- Born: Joan Moira Maud Musgrave 4 October 1892 Tourin, Cappoquin, County Waterford, Ireland
- Died: 22 September 1953 (aged 60) Ardmore, County Waterford
- Education: Académie Julian
- Known for: still-life, figures and landscape painting
- Spouse: Tom Jameson

= Joan Jameson =

Irish artist, known for her still life, figure and landscape painting

Joan Jameson (4 October 1892 – 22 September 1953) was an Irish artist, known for paintings of still-life, figures and landscapes.

==Life==
Joan Jameson was born Joan Moira Maud, on 4 October 1892, in London. She was the eldest of the two daughters of Sir Richard John Musgrave, 5th Baronet, and Jesse Sophia. Her mother was the daughter of Robert Dunsmuir. Jameson was educated at home and in Paris, studying art at the Académie Julian.

On 11 June 1920, she married Tom Jameson of Rock House, Ardmore, County Waterford. The couple lived in London until 1929, and on the death of Sir Richard, they returned to Tourin, Waterford. Jameson would make regular visits to London, as it offered a larger choice of exhibiting venues. In the 1950s, the couple moved from Tourin to the Rock House. Jameson was part of a large social circle, including her close acquaintances fellow artist Norah McGuinness and writer Molly Keane, who visited her in Waterford.

Jameson had two sons, William Shane Musgrave and Julian Richard Musgrave. She died on 22 September 1953, and is buried at Ardmore. The sculptor Séamus Murphy carved her headstone, which featured a palette and brushes.

==Artistic career==
Jameson was exhibited at three London galleries: Goupil & Cie, The Redfern Gallery, and the Leicester Galleries. These included solo shows in 1933 and 1937, when sixty of her paintings were shown.

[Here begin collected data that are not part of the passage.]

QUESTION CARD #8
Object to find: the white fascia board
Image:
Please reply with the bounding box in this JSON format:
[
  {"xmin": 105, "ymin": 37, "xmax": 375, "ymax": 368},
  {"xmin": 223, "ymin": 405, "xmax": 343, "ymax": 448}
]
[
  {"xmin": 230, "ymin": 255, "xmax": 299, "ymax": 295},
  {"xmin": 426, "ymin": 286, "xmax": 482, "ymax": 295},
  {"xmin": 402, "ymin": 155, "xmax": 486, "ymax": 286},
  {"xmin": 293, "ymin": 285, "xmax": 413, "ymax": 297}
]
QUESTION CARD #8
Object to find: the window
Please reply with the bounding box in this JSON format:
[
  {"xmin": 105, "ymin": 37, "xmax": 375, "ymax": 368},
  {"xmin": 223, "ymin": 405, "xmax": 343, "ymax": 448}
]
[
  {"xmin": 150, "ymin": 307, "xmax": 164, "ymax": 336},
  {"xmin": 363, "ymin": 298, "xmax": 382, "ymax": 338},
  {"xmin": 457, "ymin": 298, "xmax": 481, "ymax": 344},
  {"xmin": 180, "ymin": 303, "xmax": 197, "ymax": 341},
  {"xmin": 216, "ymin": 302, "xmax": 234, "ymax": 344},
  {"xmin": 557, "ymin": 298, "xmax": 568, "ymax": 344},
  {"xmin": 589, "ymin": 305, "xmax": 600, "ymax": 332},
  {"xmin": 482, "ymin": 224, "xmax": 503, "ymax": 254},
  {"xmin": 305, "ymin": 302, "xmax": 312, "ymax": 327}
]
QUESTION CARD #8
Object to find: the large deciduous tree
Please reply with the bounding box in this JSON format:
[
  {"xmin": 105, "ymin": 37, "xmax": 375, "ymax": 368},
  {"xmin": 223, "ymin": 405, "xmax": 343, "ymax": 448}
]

In Dublin, she exhibited with the Society of Dublin Painters from 1938 to 1948. She was a prolific artist, and considered talented, receiving critical attention from 1943. Around this time she was shown at the Irish Exhibition of Living Art from 1943 to 1953. Edward Sheehy, a critic who wrote for The Dublin Magazine, noted that she had "courage and distinction." Eric Newton selected some of her work for the Living Art exhibition in 1951. She was featured in the 1953 Contemporary Irish Art Exhibition at Aberystwyth, Wales. A retrospective of her work was shown at the Irish Exhibition of Living Art in 1954, with artworks loaned by her husband and friends. Her work was exhibited in a 1989 retrospective at the Crawford Art Gallery, and at the Royal Hibernian Academy.